# Low frequency noise coming from the rear



## 04m6_ca (Feb 27, 2005)

I took the car into the dealer yesterday and went for a ride with the service advisor to have him listen to a noise that sounds like a "growl" or "grumble" comming from the rear of the car. The noise can be heard from 40 to 70mph, in gear or out. It does not change in pitch, frequency, or loudness. :confused 

The advisor says the noise is due to the aggressive tire tread pattern and the fact that the tires are 65% worn. Has anyone else noticed this? I have lots of warrenty left, if it turns out to be a wheel bearing or somthing else, but.... 

Thanks


----------



## silvergoat05 (Jun 15, 2005)

If the noise changes pitch when you let off the gas and then again when you reapply, the noise is in the pinion. A tire noise will not change pitch as noticably, it is speed sensitive, not load like the diff.

Don't let them BS you. If you need a second opinion, go to a reputable shop in your area that can do rearends and pay to have them listen to it. Not all dlrs are set up to do rearends. Nor are all shops, so shop wisely.


----------



## JMVorbeck (Jun 1, 2005)

I'm sorry about this, its because I am immature, but after reading the title of this thread I cannot help myself.

"Insert fart joke here" :rofl: :lol: :lol:


----------



## silvergoat05 (Jun 15, 2005)

JMVorbeck said:


> I'm sorry about this, its because I am immature, but after reading the title of this thread I cannot help myself.
> 
> "Insert fart joke here" :rofl: :lol: :lol:


As long as you know where your weakness's lay :lol: 

Butt here you go :rofl: 
http://www.miggy.net/multimedia/preacher.htm


----------



## GTO For Life (Aug 26, 2005)

Sounds like my buddy's problem he had with his '02 Dodge Ram, it was his differential... Is there any vibrating feeling when you turn? His was also doing that.


----------



## b_a_betterperson (Feb 16, 2005)

04m6_ca said:


> The advisor says the noise is due to the aggressive tire tread pattern and the fact that the tires are 65% worn.


I get a similar noise -- and it's definitely tire related.

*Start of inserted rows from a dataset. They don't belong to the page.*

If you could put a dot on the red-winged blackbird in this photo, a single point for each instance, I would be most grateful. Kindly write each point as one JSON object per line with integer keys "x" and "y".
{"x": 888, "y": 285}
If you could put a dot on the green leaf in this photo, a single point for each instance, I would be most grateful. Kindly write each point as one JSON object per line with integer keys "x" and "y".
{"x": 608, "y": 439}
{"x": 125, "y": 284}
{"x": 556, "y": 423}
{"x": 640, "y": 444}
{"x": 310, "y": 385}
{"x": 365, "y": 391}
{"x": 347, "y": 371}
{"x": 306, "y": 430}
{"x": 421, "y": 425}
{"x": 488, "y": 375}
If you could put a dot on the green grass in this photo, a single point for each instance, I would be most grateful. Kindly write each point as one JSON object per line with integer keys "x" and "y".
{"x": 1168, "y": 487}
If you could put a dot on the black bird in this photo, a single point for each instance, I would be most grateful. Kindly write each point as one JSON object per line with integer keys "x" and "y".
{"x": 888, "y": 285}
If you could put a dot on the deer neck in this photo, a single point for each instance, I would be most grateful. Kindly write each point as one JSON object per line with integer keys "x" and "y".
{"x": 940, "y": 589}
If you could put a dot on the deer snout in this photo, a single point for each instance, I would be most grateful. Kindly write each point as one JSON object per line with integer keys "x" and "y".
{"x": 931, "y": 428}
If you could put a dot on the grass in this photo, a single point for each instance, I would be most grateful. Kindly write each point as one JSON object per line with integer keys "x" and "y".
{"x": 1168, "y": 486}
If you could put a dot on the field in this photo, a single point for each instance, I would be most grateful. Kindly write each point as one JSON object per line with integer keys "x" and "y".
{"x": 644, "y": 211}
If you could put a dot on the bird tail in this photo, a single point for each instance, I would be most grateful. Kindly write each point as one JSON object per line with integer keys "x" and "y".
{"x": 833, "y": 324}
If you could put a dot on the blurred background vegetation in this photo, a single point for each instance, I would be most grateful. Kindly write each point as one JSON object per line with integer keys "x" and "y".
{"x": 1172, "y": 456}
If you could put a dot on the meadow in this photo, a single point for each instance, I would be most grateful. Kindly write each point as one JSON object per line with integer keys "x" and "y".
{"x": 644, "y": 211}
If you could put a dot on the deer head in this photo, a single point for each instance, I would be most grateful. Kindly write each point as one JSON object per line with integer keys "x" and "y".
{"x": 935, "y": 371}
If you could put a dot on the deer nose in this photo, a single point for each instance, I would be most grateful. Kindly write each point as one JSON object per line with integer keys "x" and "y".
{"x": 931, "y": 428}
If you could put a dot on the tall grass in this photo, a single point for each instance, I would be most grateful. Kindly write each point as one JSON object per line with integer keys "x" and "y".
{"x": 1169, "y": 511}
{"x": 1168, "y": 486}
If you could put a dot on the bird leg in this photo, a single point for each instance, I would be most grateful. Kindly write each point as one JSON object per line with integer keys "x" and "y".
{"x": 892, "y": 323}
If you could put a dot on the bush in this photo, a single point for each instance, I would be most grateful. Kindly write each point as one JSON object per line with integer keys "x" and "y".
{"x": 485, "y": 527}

I've tried to adjust tire pressures, etc. -- but it's there and definitely annoying. That said, mind occurs at a lower MPH range than yours -- from 20 to 40.


----------



## 04m6_ca (Feb 27, 2005)

Thanks for the comments and, no, no vibration when turning. I hope it is just tire noise.


----------



## Pennsylvania Goat (Jul 22, 2005)

You'll only hear the pinion noise when your foot is on the gas and there is pressure on the differential and pinions. Foot off gas..no noise. I took a Pontiac rep for a ride last week and now a new rear for my GTO is on backorder. With only 1150 miles on the Goat shes getting a new rear :confused 

Luckly, GM new all about it and didn't hesitate to put me on the list. 

I'm not so sure about the tire noise though. I have 285 BFG AT's on my Tahoe and they dont make much noise! (although the Flowmaster might have something to do with that.)


----------